Se precisó que había por esas fechas en el Ayuntamiento un pasivo de 138 millones de pesos contraído a largo plazo, y otro de 19 millones con proveedores del Gobierno municipal, con quienes fue necesario negociar para reordenar el cumplimiento de obligaciones. A lo anterior hubo que sumarle 15 millones de adeudo a Agua y Drenaje de Monterrey, para un total de 172 millones de pesos pendientes por pagar. Unos 90 millones de pesos recibieron en caja.

Ante esa situación, dio a conocer el gobierno de Cantú el 1 de noviembre del 2000, se vio obligado a solicitar un crédito bancario de 30 millones de pesos para solventar la nómina, aguinaldos y primas vacacionales.

El tronco en el suyo

Pese a que criticó a su antecesor por el mismo motivo, cuando Felipe de Jesús Cantú fue Alcalde de Monterrey, del 2000 al 2003, disparó 182.5% la deuda durante su trienio.

Los pasivos reportados oficialmente por el panista al concluir su gestión fueron de $361 millones de pesos, pero al incluir 60 millones de pesos adeudados a proveedores y 12 millones pendientes de pagar a la Comisión Federal de Electricidad (CFE) por concepto de alumbrado público, entre otros rubros, el monto ascendió a 486 millones de pesos.

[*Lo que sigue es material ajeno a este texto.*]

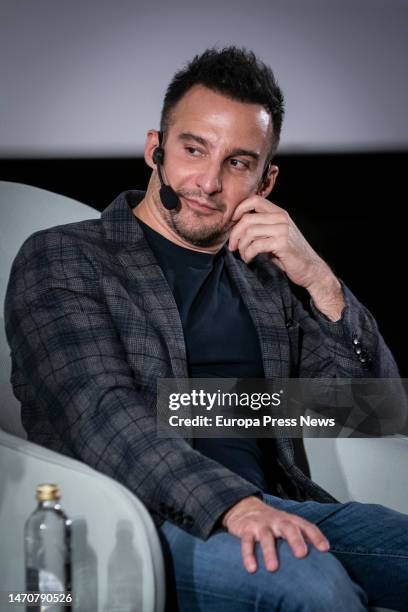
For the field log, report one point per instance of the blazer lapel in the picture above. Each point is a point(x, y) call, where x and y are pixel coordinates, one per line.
point(140, 266)
point(267, 315)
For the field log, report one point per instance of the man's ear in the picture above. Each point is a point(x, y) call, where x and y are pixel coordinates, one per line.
point(152, 141)
point(268, 183)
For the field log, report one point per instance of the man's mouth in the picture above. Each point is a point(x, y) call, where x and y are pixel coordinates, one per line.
point(200, 205)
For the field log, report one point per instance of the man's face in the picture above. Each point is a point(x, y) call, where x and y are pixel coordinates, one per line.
point(215, 153)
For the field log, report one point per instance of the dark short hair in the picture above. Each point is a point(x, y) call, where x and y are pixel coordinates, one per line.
point(234, 72)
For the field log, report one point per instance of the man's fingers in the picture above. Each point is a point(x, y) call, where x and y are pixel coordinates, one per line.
point(268, 546)
point(294, 537)
point(247, 551)
point(315, 536)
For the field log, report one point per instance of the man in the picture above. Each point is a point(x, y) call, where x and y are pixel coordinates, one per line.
point(193, 283)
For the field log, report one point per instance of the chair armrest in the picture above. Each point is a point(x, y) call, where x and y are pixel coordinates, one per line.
point(362, 469)
point(117, 557)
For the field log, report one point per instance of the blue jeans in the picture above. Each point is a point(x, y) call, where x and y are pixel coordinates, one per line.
point(367, 565)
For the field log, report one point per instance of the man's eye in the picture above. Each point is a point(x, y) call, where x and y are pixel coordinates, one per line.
point(193, 151)
point(239, 164)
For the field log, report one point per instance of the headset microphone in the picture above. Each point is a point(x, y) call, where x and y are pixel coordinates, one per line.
point(168, 196)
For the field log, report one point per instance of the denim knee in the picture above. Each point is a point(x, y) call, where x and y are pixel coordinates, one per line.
point(315, 583)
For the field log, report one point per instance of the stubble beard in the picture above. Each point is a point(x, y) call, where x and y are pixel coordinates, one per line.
point(202, 236)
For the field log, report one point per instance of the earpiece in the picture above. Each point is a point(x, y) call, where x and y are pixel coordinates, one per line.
point(168, 196)
point(158, 155)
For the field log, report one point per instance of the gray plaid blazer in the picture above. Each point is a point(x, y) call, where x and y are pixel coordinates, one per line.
point(92, 325)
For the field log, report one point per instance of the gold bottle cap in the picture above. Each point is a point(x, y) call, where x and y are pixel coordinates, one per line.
point(48, 492)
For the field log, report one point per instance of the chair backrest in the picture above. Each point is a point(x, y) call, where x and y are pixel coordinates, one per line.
point(24, 210)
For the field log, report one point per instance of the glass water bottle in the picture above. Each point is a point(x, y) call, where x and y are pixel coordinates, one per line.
point(47, 539)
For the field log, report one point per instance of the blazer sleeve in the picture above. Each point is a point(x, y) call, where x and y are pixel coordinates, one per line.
point(352, 348)
point(63, 342)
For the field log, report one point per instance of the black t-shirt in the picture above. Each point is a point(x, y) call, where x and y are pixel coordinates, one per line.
point(221, 340)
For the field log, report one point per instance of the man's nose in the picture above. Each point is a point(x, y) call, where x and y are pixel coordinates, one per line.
point(210, 179)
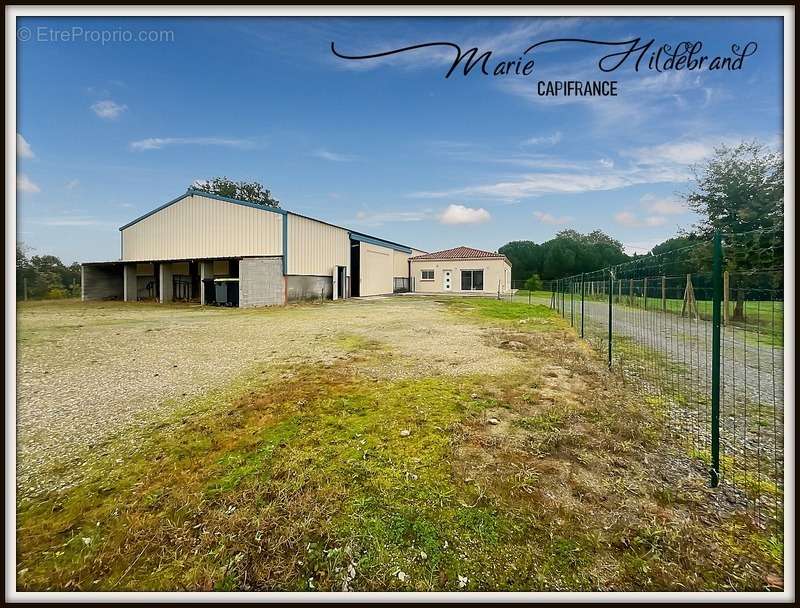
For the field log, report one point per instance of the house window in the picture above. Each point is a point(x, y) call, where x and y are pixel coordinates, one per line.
point(472, 280)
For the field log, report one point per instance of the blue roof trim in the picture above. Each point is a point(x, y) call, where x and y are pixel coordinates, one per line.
point(357, 236)
point(194, 192)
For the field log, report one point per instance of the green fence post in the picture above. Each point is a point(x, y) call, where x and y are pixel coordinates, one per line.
point(582, 294)
point(716, 321)
point(610, 306)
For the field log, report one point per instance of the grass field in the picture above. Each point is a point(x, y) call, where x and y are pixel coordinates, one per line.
point(398, 461)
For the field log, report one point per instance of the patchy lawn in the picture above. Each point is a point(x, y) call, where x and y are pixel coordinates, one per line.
point(537, 472)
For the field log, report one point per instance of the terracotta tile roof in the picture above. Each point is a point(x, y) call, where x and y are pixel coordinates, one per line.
point(461, 253)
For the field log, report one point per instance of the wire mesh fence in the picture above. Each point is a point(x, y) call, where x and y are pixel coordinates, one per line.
point(701, 334)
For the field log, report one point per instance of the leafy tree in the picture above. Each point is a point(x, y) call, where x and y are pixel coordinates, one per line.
point(253, 192)
point(738, 190)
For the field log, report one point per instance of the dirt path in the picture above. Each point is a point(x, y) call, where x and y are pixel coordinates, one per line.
point(87, 371)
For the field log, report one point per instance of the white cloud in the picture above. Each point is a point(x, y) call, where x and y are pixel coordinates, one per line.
point(663, 206)
point(548, 218)
point(535, 184)
point(24, 184)
point(459, 214)
point(108, 109)
point(24, 148)
point(631, 220)
point(334, 156)
point(546, 140)
point(157, 143)
point(512, 41)
point(679, 152)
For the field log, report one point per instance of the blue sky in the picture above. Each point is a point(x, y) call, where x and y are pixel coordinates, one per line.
point(390, 147)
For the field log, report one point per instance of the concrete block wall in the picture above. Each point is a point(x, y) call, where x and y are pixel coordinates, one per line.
point(309, 288)
point(102, 282)
point(261, 282)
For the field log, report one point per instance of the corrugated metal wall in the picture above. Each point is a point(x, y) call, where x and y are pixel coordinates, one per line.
point(377, 266)
point(401, 263)
point(315, 248)
point(200, 227)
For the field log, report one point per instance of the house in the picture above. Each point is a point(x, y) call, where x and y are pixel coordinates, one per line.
point(212, 249)
point(461, 270)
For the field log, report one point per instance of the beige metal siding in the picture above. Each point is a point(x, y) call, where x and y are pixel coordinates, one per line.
point(401, 263)
point(201, 227)
point(315, 247)
point(377, 267)
point(496, 273)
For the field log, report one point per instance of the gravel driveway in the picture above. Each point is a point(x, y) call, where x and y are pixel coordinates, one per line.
point(86, 371)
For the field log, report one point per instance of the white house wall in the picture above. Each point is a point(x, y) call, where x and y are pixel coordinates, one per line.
point(200, 227)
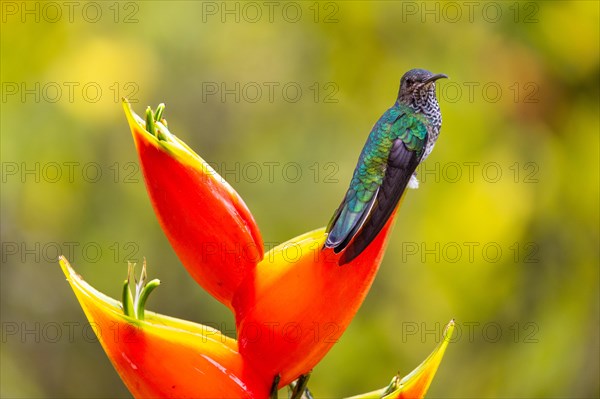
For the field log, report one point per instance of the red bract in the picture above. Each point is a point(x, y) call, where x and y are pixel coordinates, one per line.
point(299, 303)
point(291, 304)
point(207, 223)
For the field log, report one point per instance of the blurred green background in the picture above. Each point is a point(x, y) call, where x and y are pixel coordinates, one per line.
point(502, 235)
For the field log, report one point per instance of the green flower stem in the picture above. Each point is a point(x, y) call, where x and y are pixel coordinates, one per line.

Cantú dejó también en las arcas municipales menos dinero del que le heredaron a él: 63 millones de pesos, según explicó el mismo panista el 3 de noviembre de 2003, un día después de que el nuevo presidente municipal, el priista Ricardo Canavati (2003-2006), le reclamara a través de los medios de comunicación el haber hundido en problemas financieros a la ciudad, por un déficit de más de 100 millones de pesos y un “guardadito” por apenas 48 millones de pesos.

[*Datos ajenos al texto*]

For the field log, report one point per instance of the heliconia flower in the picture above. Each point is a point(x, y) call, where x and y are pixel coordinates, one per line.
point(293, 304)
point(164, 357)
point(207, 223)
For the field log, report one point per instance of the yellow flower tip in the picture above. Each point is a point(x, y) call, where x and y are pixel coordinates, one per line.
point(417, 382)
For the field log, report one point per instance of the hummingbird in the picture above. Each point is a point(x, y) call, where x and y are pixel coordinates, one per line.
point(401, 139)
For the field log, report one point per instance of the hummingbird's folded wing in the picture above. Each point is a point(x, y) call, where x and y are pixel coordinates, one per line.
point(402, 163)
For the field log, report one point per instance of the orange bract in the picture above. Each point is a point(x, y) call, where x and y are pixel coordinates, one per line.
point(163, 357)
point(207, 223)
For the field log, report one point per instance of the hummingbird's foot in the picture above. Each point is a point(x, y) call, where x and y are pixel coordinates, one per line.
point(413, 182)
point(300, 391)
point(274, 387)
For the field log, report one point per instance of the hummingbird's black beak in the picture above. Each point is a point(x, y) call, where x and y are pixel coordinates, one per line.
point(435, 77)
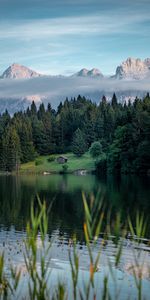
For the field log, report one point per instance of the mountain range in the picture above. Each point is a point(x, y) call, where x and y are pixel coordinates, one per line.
point(131, 69)
point(19, 85)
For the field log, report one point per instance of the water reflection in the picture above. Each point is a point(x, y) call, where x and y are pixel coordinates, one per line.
point(127, 194)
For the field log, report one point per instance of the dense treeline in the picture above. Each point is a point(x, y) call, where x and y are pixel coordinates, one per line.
point(122, 129)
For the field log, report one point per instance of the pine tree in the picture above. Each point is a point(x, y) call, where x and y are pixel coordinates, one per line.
point(11, 150)
point(78, 145)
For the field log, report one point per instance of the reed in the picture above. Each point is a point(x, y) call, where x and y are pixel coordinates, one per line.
point(37, 255)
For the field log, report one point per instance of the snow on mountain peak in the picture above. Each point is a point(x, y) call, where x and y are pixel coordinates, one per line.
point(88, 73)
point(16, 71)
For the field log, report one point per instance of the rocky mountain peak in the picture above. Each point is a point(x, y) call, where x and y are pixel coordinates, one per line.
point(16, 71)
point(89, 73)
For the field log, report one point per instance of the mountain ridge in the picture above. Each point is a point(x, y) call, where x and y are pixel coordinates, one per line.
point(130, 69)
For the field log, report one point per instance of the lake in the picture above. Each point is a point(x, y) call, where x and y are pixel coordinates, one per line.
point(127, 195)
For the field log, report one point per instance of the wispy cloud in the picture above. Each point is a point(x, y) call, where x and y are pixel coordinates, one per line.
point(84, 25)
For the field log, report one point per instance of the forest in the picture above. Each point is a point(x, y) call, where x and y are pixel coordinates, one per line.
point(123, 131)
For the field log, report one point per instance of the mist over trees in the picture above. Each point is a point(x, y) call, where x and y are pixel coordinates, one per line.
point(123, 130)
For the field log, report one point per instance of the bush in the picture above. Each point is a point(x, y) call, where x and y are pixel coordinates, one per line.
point(64, 168)
point(51, 158)
point(95, 150)
point(38, 162)
point(101, 165)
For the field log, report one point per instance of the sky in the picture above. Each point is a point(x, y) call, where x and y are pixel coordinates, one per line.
point(64, 36)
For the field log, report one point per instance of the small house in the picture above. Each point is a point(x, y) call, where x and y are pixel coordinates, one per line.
point(62, 159)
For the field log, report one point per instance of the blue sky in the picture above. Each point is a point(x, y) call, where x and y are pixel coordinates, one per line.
point(63, 36)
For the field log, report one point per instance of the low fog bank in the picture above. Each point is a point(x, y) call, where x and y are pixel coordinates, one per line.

Cantú se defendió entonces detallando que para cubrir su deuda el Municipio únicamente tendría que destinar el 4% de sus ingresos del presupuesto anual, por lo que no representaba una amenaza para cubrir cualquier compromiso.

No obstante, para los gastos inmediatos, el Ayuntamiento regio tuvo que pedir en diciembre de 2003 un crédito por 70 millones de pesos para el pago de aguinaldos y primas vacacionales a los funcionarios, empleados de confianza, trabajadores de base, pensionados y jubilados que había en ese momento en la administración. Así, se repitió la historia.

La opinión de expertos

En marzo de 2003, siete meses antes de que terminara la Alcaldía de Felipe de Jesús Cantú, la firma Standard and Poor’s, que evalúa la calidad crediticia de empresas y gobiernos como un indicador de su situación financiera, informó que Monterrey mantenía una calificación de “mxAA” con perspectiva positiva, es decir, a un paso de obtener el mejor rango que un Municipio podía obtener en el país.

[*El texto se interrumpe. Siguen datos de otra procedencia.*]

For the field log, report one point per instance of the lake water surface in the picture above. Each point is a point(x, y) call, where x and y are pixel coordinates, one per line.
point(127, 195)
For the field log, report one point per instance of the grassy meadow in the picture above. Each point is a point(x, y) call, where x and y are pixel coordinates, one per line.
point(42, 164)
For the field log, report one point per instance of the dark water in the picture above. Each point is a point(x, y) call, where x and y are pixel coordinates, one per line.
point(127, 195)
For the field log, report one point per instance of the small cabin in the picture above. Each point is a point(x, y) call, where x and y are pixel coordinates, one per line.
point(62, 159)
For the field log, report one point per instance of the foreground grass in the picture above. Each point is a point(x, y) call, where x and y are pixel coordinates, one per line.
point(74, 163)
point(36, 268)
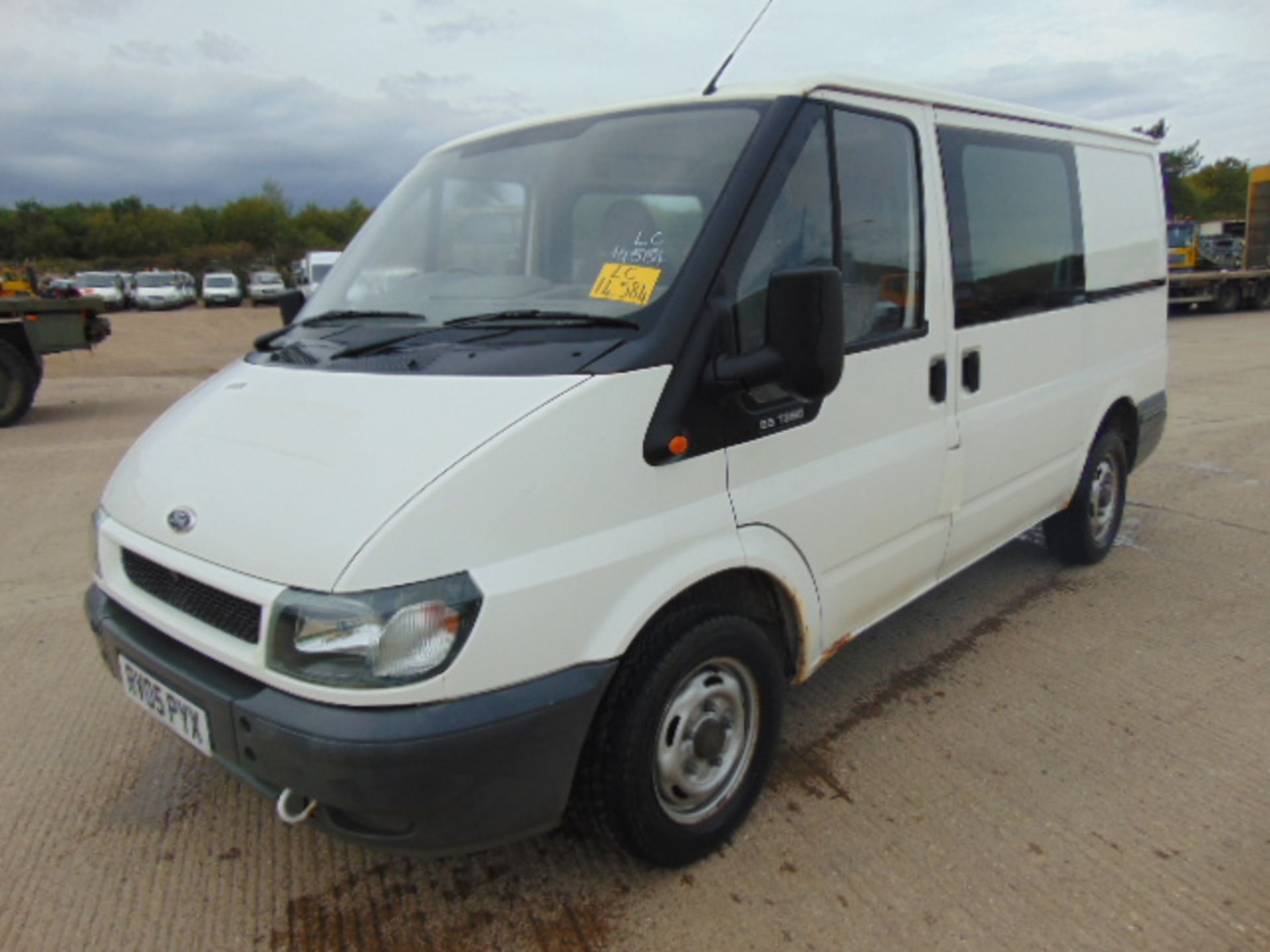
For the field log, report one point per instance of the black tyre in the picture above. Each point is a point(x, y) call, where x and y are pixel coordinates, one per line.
point(685, 738)
point(17, 385)
point(1085, 532)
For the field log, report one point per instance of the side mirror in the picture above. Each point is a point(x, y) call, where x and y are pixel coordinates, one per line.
point(806, 338)
point(290, 305)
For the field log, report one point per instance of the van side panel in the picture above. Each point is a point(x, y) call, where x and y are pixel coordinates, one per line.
point(1019, 357)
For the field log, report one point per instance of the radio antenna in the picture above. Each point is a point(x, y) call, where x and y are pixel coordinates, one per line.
point(714, 80)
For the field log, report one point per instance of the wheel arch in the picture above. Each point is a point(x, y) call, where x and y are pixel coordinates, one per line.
point(748, 592)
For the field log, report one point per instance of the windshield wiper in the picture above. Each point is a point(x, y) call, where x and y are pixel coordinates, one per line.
point(380, 347)
point(337, 317)
point(542, 319)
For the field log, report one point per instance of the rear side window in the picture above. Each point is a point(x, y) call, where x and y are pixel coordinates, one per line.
point(1015, 222)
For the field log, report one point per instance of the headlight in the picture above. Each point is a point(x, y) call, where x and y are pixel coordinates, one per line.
point(374, 639)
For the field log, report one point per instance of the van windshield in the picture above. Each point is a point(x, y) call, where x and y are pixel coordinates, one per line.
point(591, 218)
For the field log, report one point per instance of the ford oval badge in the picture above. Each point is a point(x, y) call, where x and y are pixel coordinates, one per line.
point(182, 520)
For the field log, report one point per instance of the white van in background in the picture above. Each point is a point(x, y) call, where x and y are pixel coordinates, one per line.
point(610, 428)
point(312, 270)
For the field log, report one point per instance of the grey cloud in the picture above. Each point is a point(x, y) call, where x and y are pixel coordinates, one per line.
point(1094, 91)
point(419, 83)
point(220, 48)
point(74, 138)
point(455, 30)
point(143, 52)
point(75, 9)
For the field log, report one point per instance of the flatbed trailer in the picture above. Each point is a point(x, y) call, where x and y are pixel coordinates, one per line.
point(33, 328)
point(1231, 288)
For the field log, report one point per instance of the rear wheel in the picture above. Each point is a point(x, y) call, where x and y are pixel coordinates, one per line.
point(1085, 532)
point(685, 738)
point(17, 385)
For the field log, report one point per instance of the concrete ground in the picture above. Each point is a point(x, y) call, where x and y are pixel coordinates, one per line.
point(1029, 758)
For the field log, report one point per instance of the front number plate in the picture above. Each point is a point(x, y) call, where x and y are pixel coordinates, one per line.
point(185, 717)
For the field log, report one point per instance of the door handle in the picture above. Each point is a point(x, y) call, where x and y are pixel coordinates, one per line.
point(970, 371)
point(939, 380)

El que la administración de la capitán nuevoleonesa fuera catalogada de forma tan halagadora por los analistas tuvo que ver con el hecho de que Cantú y su gabinete lograron que los ingresos propios municipales, es decir los recolectados por fuentes locales como el cobro del predial y multas, alcanzaron un 56% del total de sus recursos.

Cuando el panista arrancó su Presidencia Municipal, el 60% de los mil 490 millones 479 mil pesos del presupuesto total de la ciudad, es decir 848 millones de pesos, provenía de participaciones federales y estatales, mientras que el resto, solo 40%, eran de ingresos propios del Ayuntamiento.

Tres factores que toman en cuenta los economistas al juzgar las finanzas de un ente público, aunque no los únicos, son: la recaudación, nivel de endeudamiento, y capital disponible en caja al término, que en el caso del trienio 2000-2003, el primero fue positivo y los dos últimos negativos.

Por lo tanto, es Engañoso que Felipe de Jesús Cantú, quien busca un segundo periodo para gobernar Monterrey, haya entregado una administración financieramente sana en el 2003.